A team of researchers led by Brahim Nait Oumesmar, Inserm Research Director at the PITIE-SALPETRIERE NEUROSCIENCES RESEARCH CENTER (CRICM) in collaboration with the University of Luxembourg, has just discovered a new molecule capable of stimulating the repair of the myelin destroyed in experimental models of multiple sclerosis. This advance will be published in The Journal of Neuroscience.

Multiple Sclerosis (MS) is the most frequent cause of disability in young adults [1]. The condition is characterised by inflammatory lesions in the brain, spinal cord and optic nerve. It is considered to be an auto-immune disease. In MS sufferers, the defence system becomes disordered. Instead of fighting external pathogens, the immune system attacks its own cells.

MS destroys the myelin sheaths surrounding the neurons that carry information. Chronic lesions appear characterised by a loss of the nerve fibres. Although the causes of MS are still unknown, current treatments are mainly directed at modulating the immune response and have very little impact on the repair of the myelin sheaths (or remyelinisation). Finding treatments designed to stimulate remyelinisation is thus a major new research direction for MS. Remyelinisation might make it possible to re-establish nerve conduction and prevent the condition of MS sufferers from deteriorating further.

The research team headed by Brahim Nait Oumesmar, Inserm research director at the PITIE-SALPETRIERE NEUROSCIENCES RESEARCH CENTER (CRICM) in collaboration with the University of Luxembourg, has identified a new synthesising molecule capable of stimulating the repair of myelin lesions in experimental models of MS.

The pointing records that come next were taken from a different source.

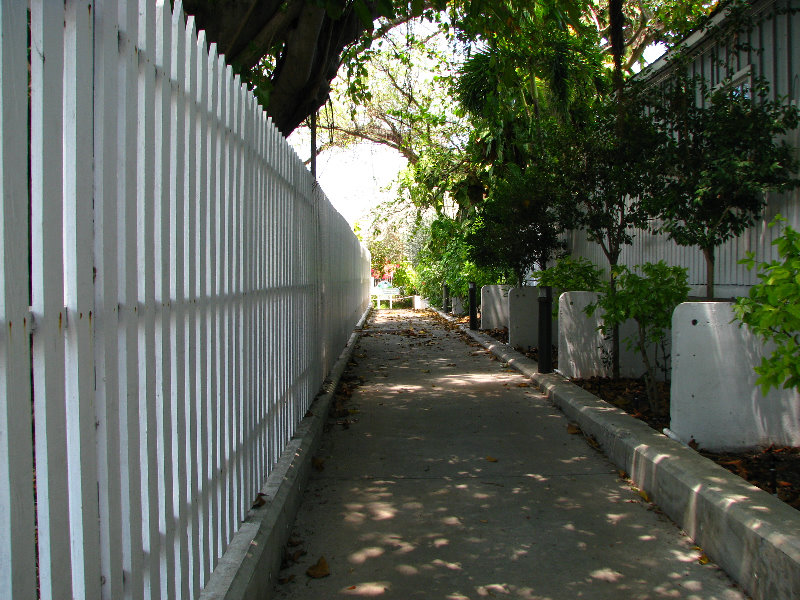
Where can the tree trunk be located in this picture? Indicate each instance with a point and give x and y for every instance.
(708, 254)
(650, 383)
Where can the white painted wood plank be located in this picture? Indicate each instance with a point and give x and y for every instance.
(148, 439)
(191, 262)
(106, 322)
(247, 252)
(203, 250)
(227, 522)
(179, 232)
(129, 431)
(47, 298)
(163, 308)
(79, 300)
(212, 294)
(17, 553)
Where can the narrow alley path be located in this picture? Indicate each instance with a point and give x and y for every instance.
(445, 475)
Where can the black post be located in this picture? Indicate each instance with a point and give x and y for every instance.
(473, 306)
(546, 331)
(314, 145)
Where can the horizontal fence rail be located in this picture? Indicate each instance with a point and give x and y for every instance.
(174, 288)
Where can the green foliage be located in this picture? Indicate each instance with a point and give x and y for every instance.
(570, 274)
(618, 159)
(720, 157)
(445, 259)
(517, 226)
(649, 299)
(386, 249)
(406, 277)
(772, 312)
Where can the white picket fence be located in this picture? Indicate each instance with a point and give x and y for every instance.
(173, 290)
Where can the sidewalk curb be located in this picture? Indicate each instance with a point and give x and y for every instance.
(250, 565)
(750, 534)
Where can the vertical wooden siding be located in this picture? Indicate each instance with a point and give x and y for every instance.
(779, 36)
(174, 287)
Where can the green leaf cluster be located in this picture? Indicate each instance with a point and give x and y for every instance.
(649, 299)
(571, 274)
(720, 155)
(445, 259)
(772, 312)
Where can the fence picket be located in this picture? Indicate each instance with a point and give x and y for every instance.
(131, 470)
(47, 297)
(177, 298)
(17, 552)
(79, 300)
(191, 257)
(106, 200)
(163, 252)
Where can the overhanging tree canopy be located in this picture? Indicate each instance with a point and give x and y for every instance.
(290, 50)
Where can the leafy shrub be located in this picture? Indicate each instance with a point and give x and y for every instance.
(649, 299)
(772, 311)
(572, 275)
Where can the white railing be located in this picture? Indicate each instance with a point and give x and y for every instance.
(173, 290)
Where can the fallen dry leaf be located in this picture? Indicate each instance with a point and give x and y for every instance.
(319, 570)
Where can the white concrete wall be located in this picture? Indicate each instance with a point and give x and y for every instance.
(523, 318)
(581, 345)
(714, 397)
(494, 306)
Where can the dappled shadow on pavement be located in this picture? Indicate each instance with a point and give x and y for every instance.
(453, 478)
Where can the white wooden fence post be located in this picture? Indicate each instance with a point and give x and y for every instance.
(17, 562)
(47, 297)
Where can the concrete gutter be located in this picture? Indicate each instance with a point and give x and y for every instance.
(250, 565)
(752, 535)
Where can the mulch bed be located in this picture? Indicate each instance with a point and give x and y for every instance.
(775, 470)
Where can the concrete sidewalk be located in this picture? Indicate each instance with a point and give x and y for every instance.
(452, 477)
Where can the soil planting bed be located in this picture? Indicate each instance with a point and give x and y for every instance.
(775, 470)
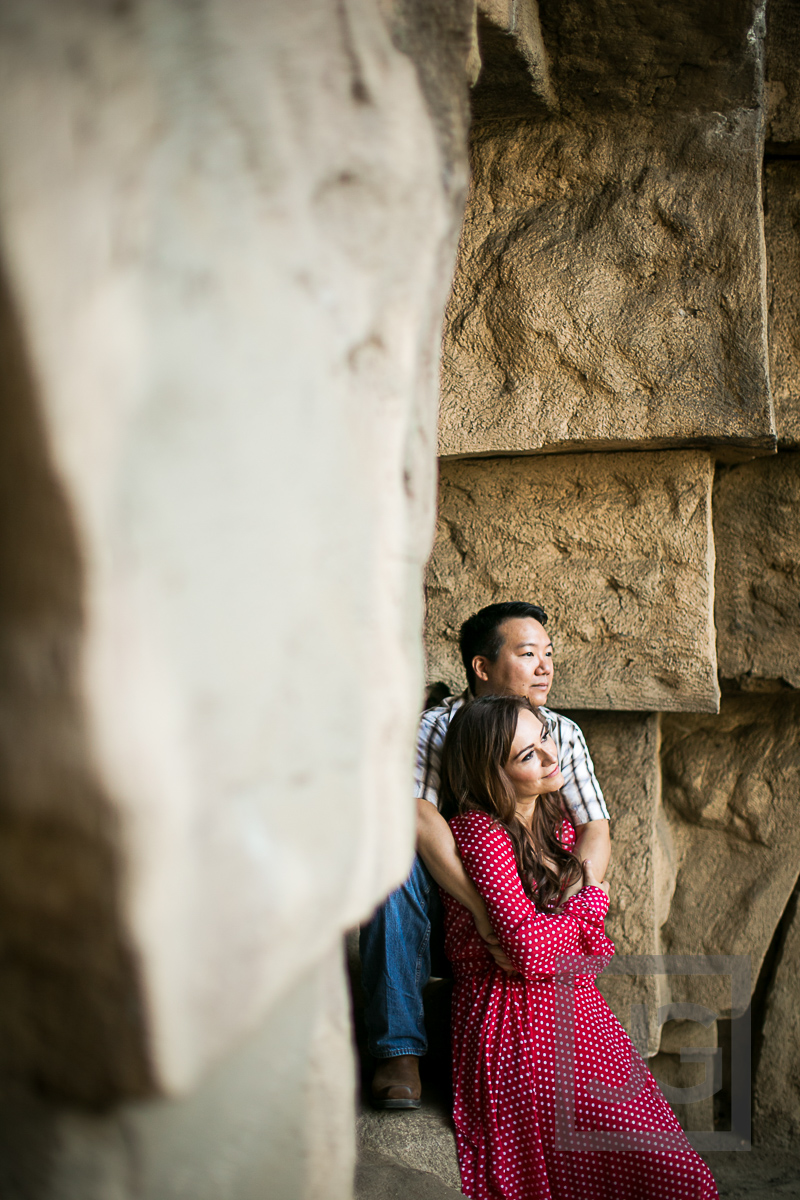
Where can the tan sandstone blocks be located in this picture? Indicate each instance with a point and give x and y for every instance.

This synthesis molecule, known as TFA-12, is part of a derivative of vitamin E.

Their work has shown that TFA-12 both reduces the formation of inflammatory lesions but, above all, favours the repair of myelin lesions.

Research has also shown that this molecule stimulates the regeneration of the oligodendrocytes, the cells that are the origin of myelin synthesis in the central nervous system.  This work will thus enable the development of new pharmacological strategies, promoting the remyelinisation of the neurons in cases of MS.

[1] The average age at which the symptoms first appear is thirty, and the condition affects more women than men. There are 80,000 MS sufferers in France.